The issue did not impact pipeline execution itself. Pipelines continued to run successfully, and there was no data loss. The impact was limited to UI/API visibility of execution metadata for a subset of requests.

Root Cause

The issue was caused by memory pressure for certain heaving backend operations triggered.

Because the affected instances were not fully unhealthy and continued responding to basic health checks, automated readiness checks did not trigger a restart. As a result, the impacted instances remained in a partially degraded state until manual mitigation was performed.

Mitigation

Immediate mitigation steps included:

  • Performing a rolling restart of the affected service instances, which restored normal operation.
  • Enabling configuration to automatically terminate service instances upon OutOfMemoryError, ensuring degraded instances do not remain in a bad state.
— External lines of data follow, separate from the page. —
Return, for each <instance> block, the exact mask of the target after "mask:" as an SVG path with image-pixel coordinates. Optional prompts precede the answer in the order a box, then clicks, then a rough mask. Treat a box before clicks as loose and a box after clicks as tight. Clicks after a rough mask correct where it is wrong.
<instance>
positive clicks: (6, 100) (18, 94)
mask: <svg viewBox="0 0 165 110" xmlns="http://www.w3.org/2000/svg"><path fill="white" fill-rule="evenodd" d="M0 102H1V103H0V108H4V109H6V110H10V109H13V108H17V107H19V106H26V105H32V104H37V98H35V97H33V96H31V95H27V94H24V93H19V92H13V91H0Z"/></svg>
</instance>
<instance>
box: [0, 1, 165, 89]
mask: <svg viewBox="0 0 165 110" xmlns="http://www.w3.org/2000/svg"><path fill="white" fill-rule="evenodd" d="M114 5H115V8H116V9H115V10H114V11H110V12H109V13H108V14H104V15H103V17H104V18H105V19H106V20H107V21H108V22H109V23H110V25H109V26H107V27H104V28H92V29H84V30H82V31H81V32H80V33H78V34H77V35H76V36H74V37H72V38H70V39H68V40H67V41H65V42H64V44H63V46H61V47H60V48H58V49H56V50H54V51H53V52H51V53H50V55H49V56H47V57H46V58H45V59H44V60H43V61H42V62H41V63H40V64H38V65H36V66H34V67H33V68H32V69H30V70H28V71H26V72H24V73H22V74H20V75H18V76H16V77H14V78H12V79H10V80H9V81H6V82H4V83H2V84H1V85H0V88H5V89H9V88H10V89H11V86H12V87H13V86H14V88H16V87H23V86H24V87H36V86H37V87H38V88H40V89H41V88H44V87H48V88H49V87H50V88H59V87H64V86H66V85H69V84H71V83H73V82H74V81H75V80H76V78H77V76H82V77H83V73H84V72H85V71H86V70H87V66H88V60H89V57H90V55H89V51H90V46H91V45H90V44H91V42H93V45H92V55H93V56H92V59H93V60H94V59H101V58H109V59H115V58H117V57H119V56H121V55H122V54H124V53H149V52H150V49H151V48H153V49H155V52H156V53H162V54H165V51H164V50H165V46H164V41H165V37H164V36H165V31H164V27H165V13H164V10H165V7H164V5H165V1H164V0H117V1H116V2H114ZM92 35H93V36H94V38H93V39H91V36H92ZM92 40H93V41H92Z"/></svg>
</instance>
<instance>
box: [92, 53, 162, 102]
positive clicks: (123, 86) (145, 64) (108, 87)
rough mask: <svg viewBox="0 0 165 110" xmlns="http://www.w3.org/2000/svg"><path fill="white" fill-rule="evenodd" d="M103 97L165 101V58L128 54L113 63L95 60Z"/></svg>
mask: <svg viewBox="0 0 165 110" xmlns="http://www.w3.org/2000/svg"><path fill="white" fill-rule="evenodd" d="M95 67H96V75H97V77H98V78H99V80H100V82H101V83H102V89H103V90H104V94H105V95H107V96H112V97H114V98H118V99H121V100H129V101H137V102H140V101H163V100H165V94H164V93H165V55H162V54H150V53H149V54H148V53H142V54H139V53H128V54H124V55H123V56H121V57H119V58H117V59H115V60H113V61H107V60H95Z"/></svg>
Service functionality was fully restored shortly after mitigation was applied.

Action Items

To reduce the risk of recurrence and improve early detection, the following actions are being implemented:

  • Enforce automatic JVM termination on OutOfMemoryError to ensure faster self-recovery.
  • Implement enhanced and granular monitoring and alerting for application-level heap memory utilization.
  • Improve health check logic to better detect partially degraded service states.
Posted Feb 10, 2026 - 23:01 PST

Resolved

This incident has been resolved
Posted Jan 26, 2026 - 14:13 PST

Monitoring

A fix has been implemented and we are monitoring the results.
Posted Jan 26, 2026 - 13:55 PST

Investigating

The pipeline executions themselves were not impacted. This was a UI issue.
Posted Jan 26, 2026 - 13:20 PST
This incident affected: Prod 2 (Continuous Delivery - Next Generation (CDNG), Continuous Integration Enterprise(CIE) - Self Hosted Runners, Continuous Integration Enterprise(CIE) - Mac Cloud Builds, Continuous Integration Enterprise(CIE) - Windows Cloud Builds, Continuous Integration Enterprise(CIE) - Linux Cloud Builds, Security Testing Orchestration (STO)).